Iran on February 28, 2026 did not meet this standard:
- Timeline to weapons capability: 2+ years minimum (accounting for facility reconstruction, weaponization, and delivery system integration)
- Fissile material: Already subject to negotiated downblending agreement
- Verification: Agreed-upon IAEA access
- Delivery capability: Non-existent
- Diplomatic off-ramp: Actively being negotiated and showing progress
The strikes occurred when a negotiated solution was demonstrably within reach—not when an imminent threat demanded immediate military action.
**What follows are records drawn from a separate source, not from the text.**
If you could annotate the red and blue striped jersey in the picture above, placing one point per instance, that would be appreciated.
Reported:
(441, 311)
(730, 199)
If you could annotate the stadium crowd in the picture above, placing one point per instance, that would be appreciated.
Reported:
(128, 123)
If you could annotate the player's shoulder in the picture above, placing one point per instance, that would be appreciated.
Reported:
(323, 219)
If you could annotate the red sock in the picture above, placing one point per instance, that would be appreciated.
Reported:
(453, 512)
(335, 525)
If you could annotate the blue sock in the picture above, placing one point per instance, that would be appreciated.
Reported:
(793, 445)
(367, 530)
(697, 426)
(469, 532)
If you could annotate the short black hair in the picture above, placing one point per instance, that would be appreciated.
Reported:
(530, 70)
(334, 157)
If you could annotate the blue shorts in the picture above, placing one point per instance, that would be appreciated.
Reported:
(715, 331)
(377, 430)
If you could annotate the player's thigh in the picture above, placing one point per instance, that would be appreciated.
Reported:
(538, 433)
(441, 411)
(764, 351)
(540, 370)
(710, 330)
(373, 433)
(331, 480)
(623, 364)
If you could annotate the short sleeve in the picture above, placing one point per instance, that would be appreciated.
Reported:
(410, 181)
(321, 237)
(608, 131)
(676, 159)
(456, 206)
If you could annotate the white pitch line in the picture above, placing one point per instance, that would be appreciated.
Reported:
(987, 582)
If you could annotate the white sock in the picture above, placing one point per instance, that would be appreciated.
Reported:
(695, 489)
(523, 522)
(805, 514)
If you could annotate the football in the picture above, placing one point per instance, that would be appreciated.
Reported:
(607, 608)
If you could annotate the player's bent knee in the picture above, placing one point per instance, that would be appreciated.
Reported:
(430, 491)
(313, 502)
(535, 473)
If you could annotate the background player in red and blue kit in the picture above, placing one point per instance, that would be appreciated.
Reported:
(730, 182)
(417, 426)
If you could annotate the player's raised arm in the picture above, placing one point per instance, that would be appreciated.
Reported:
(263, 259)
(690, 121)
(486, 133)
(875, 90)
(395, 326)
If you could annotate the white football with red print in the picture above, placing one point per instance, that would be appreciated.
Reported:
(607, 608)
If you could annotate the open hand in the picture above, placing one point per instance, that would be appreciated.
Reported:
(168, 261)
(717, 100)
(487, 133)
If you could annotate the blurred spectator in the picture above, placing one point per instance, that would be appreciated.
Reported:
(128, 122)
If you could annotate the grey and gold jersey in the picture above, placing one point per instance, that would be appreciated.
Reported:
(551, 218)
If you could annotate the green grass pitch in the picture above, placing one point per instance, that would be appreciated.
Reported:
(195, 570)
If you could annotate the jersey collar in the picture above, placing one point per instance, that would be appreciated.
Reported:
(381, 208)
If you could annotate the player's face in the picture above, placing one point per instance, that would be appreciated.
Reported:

Why the “One Week” Figure Matters
The persistent claim that Iran is “one week away” from a nuclear weapon is both technically flawed and operationally misleading:
- It assumes ideal, continuous operation of enrichment facilities
- It ignores the fact that those facilities were obliterated eight months prior
- It only addresses uranium enrichment, not the years-long weaponization process
- It excludes delivery system development entirely
- It was made before strikes occurred; post-strike conditions are fundamentally different
A more honest assessment: Iran faced a 2-4 year timeline to produce a deliverable nuclear weapon—assuming:
- No additional military strikes
- Successful reconstruction without detection
- Recovery of the buried uranium stockpile
- Successful parallel weaponization efforts
The Actual Justification
The strikes were not about imminent self-defense. They were about:
- Preventing a negotiated settlement
- Reasserting military dominance after diplomatic progress
- Appeasing Israeli security concerns that extended beyond nuclear weapons to ballistic missiles and regional influence
- Regime change objectives, as explicitly stated in subsequent U.S. strategic documents
The man was agreeing to give up the blanks. So we shot him anyway.
The legal and factual case for self-defense under international law is non-existent. The case for political choice is a different matter—but it should be argued honestly, not through exaggerated threat timelines and selective omission of diplomatic progress.